A Modified Finite Control Set Model Predictive Control for 3L−NPC Grid−Connected Inverters Using Virtual Voltage Vectors

Abstract

In order to improve the performance of a 3−level neutral point clamped (3L−NPC) grid−connected inverter with finite control set model predictive control (FCS−MPC), this paper proposes a modified FCS−MPC algorithm based on the rearranged control set (MFCS−MPC). By adding synthetic virtual voltage vectors to rearrange the finite control set (FCS) of the 3L−NPC inverter, the frequency spectrum of output leg voltage becomes concentrated, which is benefited for decreasing total harmonic distortion (THD) of grid currents and makes it easier to design output filters for the grid−connected inverter.
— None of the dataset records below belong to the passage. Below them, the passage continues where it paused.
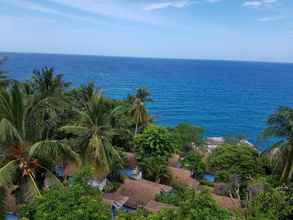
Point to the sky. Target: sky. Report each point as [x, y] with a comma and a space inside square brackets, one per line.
[258, 30]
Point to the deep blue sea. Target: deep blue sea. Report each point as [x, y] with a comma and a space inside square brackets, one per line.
[224, 97]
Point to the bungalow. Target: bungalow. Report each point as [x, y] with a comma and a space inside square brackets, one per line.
[70, 169]
[182, 177]
[131, 170]
[174, 161]
[140, 192]
[154, 206]
[115, 200]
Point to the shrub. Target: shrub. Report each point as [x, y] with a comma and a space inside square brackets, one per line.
[77, 201]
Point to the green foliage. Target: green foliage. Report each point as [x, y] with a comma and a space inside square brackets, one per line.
[2, 202]
[67, 203]
[153, 148]
[191, 206]
[237, 159]
[280, 125]
[154, 141]
[272, 205]
[193, 162]
[187, 134]
[154, 168]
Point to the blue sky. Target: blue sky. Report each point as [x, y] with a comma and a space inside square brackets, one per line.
[260, 30]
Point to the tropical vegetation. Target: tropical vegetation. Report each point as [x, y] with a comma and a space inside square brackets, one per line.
[46, 124]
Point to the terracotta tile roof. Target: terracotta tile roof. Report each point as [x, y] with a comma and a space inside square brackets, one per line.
[110, 198]
[226, 202]
[154, 206]
[140, 192]
[173, 160]
[182, 177]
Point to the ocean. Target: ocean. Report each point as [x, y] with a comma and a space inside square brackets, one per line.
[224, 97]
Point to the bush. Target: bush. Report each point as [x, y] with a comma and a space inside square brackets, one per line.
[187, 134]
[272, 205]
[73, 202]
[154, 141]
[237, 159]
[193, 205]
[194, 163]
[153, 148]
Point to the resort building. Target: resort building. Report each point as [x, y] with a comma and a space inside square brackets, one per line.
[131, 170]
[154, 206]
[182, 177]
[140, 192]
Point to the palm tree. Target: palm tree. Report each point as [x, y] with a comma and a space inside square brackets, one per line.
[138, 110]
[49, 90]
[26, 156]
[93, 133]
[48, 84]
[280, 125]
[3, 78]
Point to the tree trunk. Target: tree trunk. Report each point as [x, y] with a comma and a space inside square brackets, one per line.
[136, 128]
[287, 170]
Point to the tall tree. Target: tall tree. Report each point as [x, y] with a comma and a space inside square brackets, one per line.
[26, 156]
[280, 125]
[48, 84]
[3, 77]
[93, 133]
[138, 110]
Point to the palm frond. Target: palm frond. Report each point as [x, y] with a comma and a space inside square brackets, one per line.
[8, 173]
[74, 129]
[52, 150]
[97, 150]
[8, 132]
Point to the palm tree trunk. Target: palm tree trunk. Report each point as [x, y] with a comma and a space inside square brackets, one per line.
[287, 170]
[34, 183]
[136, 128]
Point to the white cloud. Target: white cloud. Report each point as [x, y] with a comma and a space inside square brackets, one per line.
[258, 3]
[269, 19]
[168, 4]
[213, 1]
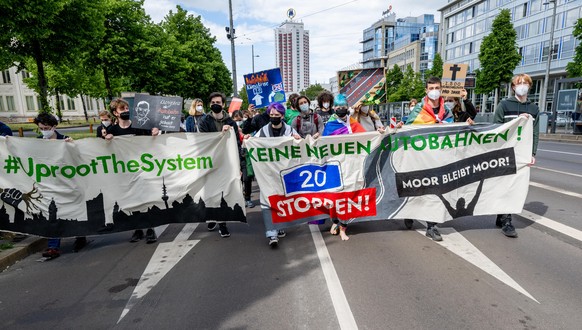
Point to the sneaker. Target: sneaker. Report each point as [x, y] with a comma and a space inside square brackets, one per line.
[223, 231]
[137, 235]
[80, 243]
[151, 236]
[273, 241]
[51, 253]
[508, 229]
[433, 233]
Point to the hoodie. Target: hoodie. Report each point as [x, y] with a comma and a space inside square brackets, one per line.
[511, 108]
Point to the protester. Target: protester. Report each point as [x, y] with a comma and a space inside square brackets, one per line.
[308, 122]
[276, 128]
[368, 118]
[123, 126]
[430, 110]
[463, 110]
[509, 109]
[341, 123]
[196, 115]
[5, 130]
[218, 120]
[47, 124]
[105, 118]
[324, 103]
[293, 111]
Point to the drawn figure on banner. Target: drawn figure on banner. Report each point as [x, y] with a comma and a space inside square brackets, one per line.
[141, 112]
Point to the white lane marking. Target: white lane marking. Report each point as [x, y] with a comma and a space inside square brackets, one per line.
[459, 245]
[559, 227]
[560, 152]
[554, 189]
[338, 298]
[556, 171]
[166, 256]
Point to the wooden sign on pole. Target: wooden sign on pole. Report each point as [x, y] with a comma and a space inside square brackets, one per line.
[453, 79]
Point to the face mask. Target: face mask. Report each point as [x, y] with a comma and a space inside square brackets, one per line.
[124, 115]
[47, 134]
[521, 90]
[216, 108]
[434, 94]
[341, 112]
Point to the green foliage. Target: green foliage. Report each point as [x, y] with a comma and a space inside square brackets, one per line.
[498, 55]
[574, 68]
[312, 91]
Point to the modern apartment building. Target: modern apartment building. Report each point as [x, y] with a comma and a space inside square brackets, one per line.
[466, 22]
[292, 55]
[19, 103]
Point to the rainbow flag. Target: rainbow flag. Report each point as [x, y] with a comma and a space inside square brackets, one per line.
[423, 114]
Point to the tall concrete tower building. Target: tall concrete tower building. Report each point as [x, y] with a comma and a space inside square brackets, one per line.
[292, 54]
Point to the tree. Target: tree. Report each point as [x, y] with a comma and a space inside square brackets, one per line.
[574, 68]
[312, 91]
[49, 32]
[393, 79]
[437, 68]
[498, 55]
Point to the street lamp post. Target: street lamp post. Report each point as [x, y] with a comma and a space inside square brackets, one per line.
[544, 93]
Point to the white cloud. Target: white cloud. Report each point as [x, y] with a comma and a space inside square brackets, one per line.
[335, 27]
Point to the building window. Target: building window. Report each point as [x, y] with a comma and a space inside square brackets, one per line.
[10, 103]
[30, 103]
[6, 77]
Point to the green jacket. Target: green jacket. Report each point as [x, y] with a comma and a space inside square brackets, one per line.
[510, 108]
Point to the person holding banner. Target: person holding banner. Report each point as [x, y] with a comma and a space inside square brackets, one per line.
[324, 103]
[430, 110]
[218, 120]
[123, 126]
[308, 122]
[196, 115]
[368, 118]
[276, 128]
[507, 110]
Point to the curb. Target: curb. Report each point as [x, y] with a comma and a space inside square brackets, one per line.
[21, 250]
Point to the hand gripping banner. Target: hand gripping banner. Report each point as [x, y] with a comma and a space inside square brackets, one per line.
[424, 172]
[54, 188]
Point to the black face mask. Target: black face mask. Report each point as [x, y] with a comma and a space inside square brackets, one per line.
[124, 115]
[216, 108]
[341, 112]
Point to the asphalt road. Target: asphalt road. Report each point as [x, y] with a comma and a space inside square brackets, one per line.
[384, 277]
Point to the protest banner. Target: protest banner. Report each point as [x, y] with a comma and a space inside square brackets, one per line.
[265, 87]
[151, 111]
[91, 186]
[453, 81]
[432, 173]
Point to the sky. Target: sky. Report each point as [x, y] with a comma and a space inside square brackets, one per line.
[335, 27]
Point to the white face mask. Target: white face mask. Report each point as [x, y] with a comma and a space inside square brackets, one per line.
[521, 90]
[434, 94]
[47, 134]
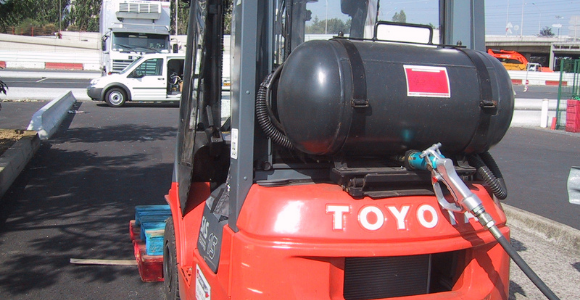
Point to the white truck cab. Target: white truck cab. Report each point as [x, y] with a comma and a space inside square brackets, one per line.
[151, 78]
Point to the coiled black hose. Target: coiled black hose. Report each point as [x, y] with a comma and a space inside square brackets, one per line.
[263, 117]
[489, 171]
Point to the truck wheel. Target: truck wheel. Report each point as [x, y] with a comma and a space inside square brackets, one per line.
[170, 280]
[115, 97]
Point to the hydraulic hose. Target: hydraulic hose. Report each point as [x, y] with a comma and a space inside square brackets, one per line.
[493, 179]
[443, 170]
[263, 117]
[486, 220]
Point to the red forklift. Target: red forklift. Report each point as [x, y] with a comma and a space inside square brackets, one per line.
[344, 166]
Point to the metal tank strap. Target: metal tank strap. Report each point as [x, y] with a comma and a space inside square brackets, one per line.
[359, 82]
[486, 103]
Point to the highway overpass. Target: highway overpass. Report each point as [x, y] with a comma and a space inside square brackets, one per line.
[544, 50]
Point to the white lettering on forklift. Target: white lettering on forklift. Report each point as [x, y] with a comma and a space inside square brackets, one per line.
[363, 218]
[337, 215]
[400, 216]
[373, 218]
[421, 216]
[202, 287]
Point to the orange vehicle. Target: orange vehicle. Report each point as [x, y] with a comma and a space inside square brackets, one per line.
[308, 180]
[513, 60]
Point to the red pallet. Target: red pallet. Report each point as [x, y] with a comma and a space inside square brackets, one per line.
[150, 266]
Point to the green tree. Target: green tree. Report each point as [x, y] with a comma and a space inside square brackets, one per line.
[400, 17]
[182, 17]
[546, 32]
[15, 12]
[84, 15]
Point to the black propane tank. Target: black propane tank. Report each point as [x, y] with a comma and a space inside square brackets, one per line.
[374, 98]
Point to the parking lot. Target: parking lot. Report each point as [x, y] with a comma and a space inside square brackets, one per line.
[76, 198]
[77, 195]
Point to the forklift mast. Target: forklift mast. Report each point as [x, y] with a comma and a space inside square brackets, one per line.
[304, 188]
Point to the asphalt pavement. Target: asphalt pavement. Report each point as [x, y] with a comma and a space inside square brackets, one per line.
[77, 195]
[76, 198]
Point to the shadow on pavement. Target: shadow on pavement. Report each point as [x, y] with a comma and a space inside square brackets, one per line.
[75, 200]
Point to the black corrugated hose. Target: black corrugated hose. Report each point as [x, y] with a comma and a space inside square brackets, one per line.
[264, 119]
[489, 171]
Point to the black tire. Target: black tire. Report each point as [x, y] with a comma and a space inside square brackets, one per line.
[116, 97]
[170, 280]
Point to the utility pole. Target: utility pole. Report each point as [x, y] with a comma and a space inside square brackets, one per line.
[522, 22]
[176, 9]
[540, 20]
[507, 18]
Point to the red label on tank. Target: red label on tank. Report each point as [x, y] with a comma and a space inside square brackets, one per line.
[427, 81]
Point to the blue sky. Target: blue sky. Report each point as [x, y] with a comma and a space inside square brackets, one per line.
[536, 13]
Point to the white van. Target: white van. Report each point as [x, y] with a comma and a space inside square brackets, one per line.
[151, 78]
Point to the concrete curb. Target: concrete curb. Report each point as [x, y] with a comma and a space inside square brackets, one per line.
[46, 120]
[561, 235]
[13, 161]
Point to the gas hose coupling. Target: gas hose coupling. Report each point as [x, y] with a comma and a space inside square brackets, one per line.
[442, 170]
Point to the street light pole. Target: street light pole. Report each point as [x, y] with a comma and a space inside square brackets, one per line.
[176, 9]
[522, 21]
[540, 20]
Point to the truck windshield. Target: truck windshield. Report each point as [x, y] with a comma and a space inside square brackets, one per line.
[137, 61]
[149, 43]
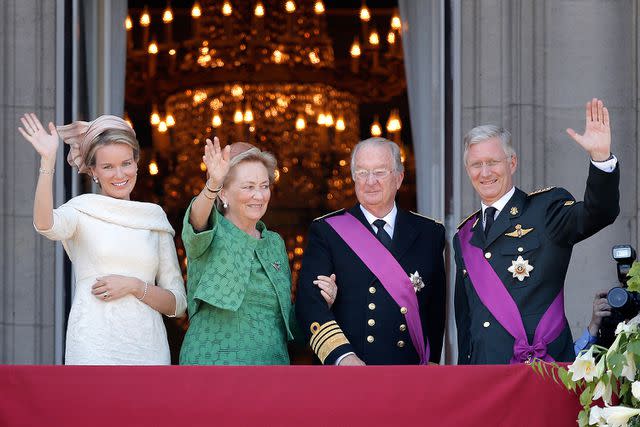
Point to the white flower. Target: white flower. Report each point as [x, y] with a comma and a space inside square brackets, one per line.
[596, 416]
[520, 268]
[635, 389]
[628, 327]
[416, 281]
[629, 370]
[603, 391]
[618, 416]
[584, 366]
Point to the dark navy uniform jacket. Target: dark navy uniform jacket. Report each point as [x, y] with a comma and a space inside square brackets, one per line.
[557, 222]
[364, 318]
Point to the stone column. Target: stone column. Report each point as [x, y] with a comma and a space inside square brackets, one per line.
[27, 265]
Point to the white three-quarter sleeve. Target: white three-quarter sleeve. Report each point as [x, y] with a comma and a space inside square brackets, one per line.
[169, 275]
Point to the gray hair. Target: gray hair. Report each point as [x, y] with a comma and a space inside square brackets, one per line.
[376, 140]
[253, 154]
[485, 132]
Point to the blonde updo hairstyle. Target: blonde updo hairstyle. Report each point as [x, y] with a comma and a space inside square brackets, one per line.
[110, 137]
[243, 152]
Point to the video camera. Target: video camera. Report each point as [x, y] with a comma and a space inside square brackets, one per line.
[624, 304]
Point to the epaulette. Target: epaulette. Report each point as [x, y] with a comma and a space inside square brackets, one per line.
[427, 217]
[329, 214]
[541, 190]
[467, 219]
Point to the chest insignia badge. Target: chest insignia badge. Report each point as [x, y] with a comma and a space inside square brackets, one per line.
[519, 231]
[520, 268]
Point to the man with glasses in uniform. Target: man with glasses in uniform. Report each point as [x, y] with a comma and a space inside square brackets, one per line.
[389, 267]
[512, 254]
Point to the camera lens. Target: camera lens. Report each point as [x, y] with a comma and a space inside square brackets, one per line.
[617, 297]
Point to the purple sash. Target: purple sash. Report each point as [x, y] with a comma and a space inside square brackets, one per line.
[390, 273]
[499, 302]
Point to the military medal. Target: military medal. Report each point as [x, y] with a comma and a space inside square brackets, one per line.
[520, 268]
[416, 281]
[519, 231]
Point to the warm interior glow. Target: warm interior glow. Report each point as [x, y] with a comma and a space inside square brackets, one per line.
[374, 39]
[216, 121]
[153, 168]
[227, 9]
[365, 15]
[355, 49]
[396, 24]
[376, 129]
[391, 37]
[145, 18]
[196, 11]
[167, 16]
[259, 9]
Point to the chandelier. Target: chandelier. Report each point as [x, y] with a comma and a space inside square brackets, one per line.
[262, 72]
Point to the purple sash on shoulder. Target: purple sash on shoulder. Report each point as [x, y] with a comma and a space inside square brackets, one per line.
[387, 269]
[499, 302]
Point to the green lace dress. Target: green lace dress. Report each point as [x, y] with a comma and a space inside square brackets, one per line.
[238, 292]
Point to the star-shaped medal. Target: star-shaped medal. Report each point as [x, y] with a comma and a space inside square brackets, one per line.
[520, 268]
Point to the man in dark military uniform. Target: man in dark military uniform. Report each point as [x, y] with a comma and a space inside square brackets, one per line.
[512, 255]
[375, 321]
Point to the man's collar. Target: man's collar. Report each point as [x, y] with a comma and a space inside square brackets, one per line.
[501, 202]
[389, 218]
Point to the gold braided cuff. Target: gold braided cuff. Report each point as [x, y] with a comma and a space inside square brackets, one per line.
[326, 338]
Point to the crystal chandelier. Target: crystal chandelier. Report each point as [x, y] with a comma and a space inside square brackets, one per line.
[262, 72]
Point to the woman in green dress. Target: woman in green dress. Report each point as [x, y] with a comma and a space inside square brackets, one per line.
[238, 278]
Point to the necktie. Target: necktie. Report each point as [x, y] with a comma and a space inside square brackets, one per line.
[489, 214]
[382, 235]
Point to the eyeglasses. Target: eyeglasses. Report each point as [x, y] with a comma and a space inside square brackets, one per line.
[477, 166]
[378, 174]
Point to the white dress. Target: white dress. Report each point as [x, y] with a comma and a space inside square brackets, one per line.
[102, 236]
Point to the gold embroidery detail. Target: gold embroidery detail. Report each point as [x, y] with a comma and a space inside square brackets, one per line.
[519, 231]
[327, 338]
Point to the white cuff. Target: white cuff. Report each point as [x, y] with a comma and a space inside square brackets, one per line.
[343, 356]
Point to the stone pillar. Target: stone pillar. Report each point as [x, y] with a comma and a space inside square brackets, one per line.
[531, 66]
[27, 265]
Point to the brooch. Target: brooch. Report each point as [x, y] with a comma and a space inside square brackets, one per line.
[416, 281]
[520, 268]
[519, 231]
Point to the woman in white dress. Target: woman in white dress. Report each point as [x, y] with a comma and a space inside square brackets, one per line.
[125, 264]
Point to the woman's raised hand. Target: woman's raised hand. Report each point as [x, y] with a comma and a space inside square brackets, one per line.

Moreover, based on switching state sequences of virtual voltage vectors, the modified predictive model of the proposed method is established considering capacitor voltage difference. Besides, according to the location of the reference output voltage vector, a preselection step is incorporated into MFCS−MPC to narrow the control set for predictions, which avoids evaluating all candidate voltage vectors in the control set, and hence, the online computational burden is significantly reduced. A prototype of 3L−NPC grid−connected inverter is established to validate the proposed MFCS−MPC method and the experimental results show that this method has excellent static and dynamic performance, with a low THD for a wide range of modulation indexes.